The Rise of Text-Based File Formats

How the rise of the universal editor changed file formats.

The previous two posts discussed data in memory and file formats, including discussing why file formats are very varied in form.

This post attempts to explain why many, many file formats don’t use that variety.

Since very early in the history of computing, one of the most complicated kinds of data—computer programs—have been represented as text: that is to say, a file format that is simply a list of characters. The motivation for this is multifold, but a bit part is that text input and output are readily available. A keyboard and a terminal are all that are needed, so when a new computer language comes along, no new tooling is needed: anyone can write programs in the language using the tools at hand.

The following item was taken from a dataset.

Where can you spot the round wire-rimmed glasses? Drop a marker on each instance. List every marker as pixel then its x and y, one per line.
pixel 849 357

The text-based nature of programming languages has done much to define the development of programming. On one hand, tool developers focus on how to add optional but useful extras on top of the basic text editor. On the other, programming language developers focus on how to better express in text the components of good programs. With a standard interface in between the two, both can develop independently. Both are also separated by and bound to this interface, which can be argued to be problematic, but that’s the topic for another day.

Many file formats started out as text, for the same reason: every computer has the tools to edit text. When trying to debug, refine, or test file formats it is very convenient to be able to open files in an editor, see what they look like, and adjust them. But text is not very compact and takes time to parse into in-memory data, so for many years the prototype text formats were later replaced with more compact and more efficient non-text formats.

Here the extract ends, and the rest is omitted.